変調の兆し:英国総選挙
英国では2025年1月までのタイミングで総選挙が行われる。これらの見通しにつき、今月以降、より情報が集まることになる。
政府が具体的な投票日を確認、発表するのはしばらく先と見られるが、我々は来年5-6月か10-11月のどちらかのタイミングが濃厚であると考えている。一部メディアでは政府が春の実施に傾いていると報じているが、経済環境の悪化を考えるとむしろ来年後半が妥当ではなかろうか。

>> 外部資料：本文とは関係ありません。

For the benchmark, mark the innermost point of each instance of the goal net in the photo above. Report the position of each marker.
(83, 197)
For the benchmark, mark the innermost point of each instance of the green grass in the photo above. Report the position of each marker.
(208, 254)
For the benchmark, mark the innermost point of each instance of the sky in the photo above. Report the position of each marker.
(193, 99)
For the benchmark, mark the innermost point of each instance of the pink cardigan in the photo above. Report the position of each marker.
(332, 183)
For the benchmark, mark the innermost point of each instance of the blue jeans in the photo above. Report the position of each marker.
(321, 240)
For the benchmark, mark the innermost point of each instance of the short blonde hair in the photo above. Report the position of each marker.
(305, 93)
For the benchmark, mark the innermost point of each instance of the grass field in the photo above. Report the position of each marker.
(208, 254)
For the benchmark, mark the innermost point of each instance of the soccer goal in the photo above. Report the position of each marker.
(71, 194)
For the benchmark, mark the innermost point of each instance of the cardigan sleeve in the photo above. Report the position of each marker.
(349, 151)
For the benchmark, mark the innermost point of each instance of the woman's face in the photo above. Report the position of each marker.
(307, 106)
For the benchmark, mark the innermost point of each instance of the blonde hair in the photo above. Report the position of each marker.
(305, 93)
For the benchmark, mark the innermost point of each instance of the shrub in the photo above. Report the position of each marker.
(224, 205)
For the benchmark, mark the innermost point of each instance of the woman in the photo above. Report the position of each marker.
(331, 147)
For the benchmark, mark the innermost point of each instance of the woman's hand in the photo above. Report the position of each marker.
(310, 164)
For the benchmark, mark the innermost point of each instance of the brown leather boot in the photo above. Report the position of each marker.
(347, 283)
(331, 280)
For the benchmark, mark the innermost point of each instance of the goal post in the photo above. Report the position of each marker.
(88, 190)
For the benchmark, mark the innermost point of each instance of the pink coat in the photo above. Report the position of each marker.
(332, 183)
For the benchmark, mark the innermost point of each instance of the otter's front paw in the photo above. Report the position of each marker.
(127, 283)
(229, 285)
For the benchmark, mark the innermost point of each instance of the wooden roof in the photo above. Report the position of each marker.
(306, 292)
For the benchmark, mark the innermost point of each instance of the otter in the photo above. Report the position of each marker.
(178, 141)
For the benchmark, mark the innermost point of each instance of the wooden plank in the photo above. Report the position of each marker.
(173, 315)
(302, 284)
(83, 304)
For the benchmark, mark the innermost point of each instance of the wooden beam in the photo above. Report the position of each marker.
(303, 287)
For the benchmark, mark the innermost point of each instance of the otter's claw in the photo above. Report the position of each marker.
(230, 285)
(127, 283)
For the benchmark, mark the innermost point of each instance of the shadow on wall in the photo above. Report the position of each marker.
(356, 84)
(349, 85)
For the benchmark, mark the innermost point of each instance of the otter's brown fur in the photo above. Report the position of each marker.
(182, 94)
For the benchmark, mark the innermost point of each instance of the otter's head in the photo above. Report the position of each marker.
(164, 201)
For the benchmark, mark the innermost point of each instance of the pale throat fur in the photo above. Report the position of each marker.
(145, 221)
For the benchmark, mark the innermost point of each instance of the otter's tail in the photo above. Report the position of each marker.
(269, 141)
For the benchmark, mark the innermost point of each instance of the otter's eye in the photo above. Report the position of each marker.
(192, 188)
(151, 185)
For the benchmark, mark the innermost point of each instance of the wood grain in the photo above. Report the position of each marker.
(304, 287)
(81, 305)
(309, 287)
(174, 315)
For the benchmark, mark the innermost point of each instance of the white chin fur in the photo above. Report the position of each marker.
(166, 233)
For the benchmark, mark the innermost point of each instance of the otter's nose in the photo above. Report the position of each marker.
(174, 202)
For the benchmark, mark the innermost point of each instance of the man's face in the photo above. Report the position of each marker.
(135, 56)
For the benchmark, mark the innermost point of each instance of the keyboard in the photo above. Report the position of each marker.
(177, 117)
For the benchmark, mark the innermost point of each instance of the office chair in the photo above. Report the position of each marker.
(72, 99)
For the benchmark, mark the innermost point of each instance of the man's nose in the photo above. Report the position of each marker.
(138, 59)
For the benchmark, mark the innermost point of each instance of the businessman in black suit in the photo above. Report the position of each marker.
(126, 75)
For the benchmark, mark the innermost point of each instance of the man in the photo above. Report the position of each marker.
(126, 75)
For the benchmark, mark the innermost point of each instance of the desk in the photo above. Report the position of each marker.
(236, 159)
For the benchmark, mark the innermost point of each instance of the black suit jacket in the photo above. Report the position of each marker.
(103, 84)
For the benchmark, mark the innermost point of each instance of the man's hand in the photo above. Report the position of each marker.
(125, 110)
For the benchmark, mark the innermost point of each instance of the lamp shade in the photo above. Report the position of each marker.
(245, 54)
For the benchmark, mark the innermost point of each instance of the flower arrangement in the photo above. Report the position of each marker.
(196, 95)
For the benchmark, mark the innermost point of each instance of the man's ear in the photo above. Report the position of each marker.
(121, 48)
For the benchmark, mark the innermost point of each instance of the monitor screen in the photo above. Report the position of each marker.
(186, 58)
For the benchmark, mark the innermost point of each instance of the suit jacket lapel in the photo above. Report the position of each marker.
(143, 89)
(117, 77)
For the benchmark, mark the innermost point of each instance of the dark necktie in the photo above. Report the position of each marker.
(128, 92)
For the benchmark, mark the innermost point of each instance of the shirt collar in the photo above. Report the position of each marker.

世論調査によると労働党の過半数獲得が最有力シナリオであり、記事の通りである。この人気度合いがそのまま示されるかの試金石が10月に行われる三つの補欠選挙となる。ひとつ目の10月5日ラザーグレン、ハミルトン・ウェストにて行われた補欠選では、労働党がスコットランド民族党から議席を奪った。続く10月19日のミッド・ベッドフォードシャーとタムワースは保守党が地盤だけに労働党の勢いがはっきりすることになろう。
選挙の焦点になるのはまずは財政責任。トラス政権の際の失敗がまだ後を引くこともあり、堅実な財政を優先することは必至。労働党の影の財務相であるレイチェル・リーブズ氏は最近、現保守党政権の財政目標を着実に反映する財政ルールを打ち出しており、保守党・労働党の別はない。争点となるのは次の三つ。第一にグリーン政策。保守党指導部は持続可能性に関連した目標の一部を撤回することで、気候変動対策に対する昨今の反発を支持につなげようとしてきた。労働党はより野心的なグリーン政策を推進すると考えられる。第二に再分配。メディアの報道によると保守党の政策綱領にはいくつかの減税案が盛り込まれる可能性がある。労働党も党大会で同様に減税を打ち出すとは考え難いが、一部の増税可能性の排除は考えられる。第三に対EU関係の緊密度である。労働党は保守党よりも親EU的なスタンスをとると見られる。もっともEUへの再加盟や単一市場を模索することはないであろう。
経済状況を鑑みた総選挙への布石がどうなるか。見届けたい。